Hooked on Low Interest Rates

Paul Krugman says we should learn to love debt. Is he right?

Mostly, but not completely, as follows:

  1. He is correct that at the current microscopic interest rates, there is little danger in incurring more debt. Virtually any government expenditure that isn’t laughably stupid will pay for itself under those conditions.
  2. Furthermore, investments in green technology should be financed through borrowing, as most of the benefits will inure to future generations, and costs will be incurred whether we make the investments or not.
  3. Finally, there are plenty of reasons, both here and elsewhere, to expect that interest rates will remain low in the future.

But what if conditions change? Increases in rates would be a disaster. They would sink both the stock and the bond market and would make financing the deficit much more expensive. A period of savage austerity would follow. It’s a contingency which needs to be considered.

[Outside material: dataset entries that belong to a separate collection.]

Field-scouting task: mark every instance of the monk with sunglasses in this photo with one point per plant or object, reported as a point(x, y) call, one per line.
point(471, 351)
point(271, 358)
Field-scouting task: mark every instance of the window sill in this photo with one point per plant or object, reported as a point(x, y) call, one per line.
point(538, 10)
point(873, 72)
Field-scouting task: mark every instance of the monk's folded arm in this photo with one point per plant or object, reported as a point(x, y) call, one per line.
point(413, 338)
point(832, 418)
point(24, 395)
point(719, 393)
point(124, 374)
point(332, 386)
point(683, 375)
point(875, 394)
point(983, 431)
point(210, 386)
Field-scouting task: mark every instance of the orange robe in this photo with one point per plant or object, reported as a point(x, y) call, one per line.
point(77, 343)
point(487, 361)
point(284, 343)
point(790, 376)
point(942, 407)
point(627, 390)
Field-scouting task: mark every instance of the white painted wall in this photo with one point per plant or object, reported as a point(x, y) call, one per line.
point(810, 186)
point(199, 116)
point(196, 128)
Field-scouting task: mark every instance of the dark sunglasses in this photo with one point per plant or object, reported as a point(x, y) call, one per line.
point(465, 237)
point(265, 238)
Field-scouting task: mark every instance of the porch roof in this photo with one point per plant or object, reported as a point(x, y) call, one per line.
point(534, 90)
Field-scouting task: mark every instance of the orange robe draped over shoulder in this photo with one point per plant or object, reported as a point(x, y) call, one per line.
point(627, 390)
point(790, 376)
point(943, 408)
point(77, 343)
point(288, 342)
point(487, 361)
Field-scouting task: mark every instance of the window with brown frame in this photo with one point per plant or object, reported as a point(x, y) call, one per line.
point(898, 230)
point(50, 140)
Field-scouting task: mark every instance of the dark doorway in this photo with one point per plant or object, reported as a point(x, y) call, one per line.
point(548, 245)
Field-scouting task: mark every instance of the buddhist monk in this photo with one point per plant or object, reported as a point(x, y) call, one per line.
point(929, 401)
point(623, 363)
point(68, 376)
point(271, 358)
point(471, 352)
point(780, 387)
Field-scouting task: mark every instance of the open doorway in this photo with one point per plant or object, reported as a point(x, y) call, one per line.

Interest rates are a function of a variety of factors, including the overall health of the economy, the level of savings on both a national and international level, and confidence in the government’s ability and willingness to pay its creditors. The last is a particular concern. Just to cite one example, it isn’t hard to imagine Mitch and his cronies engineering another debt ceiling crisis during the next four years to crash the economy and reap the presumed electoral benefits. The ripple effects of that kind of government failure would last for years.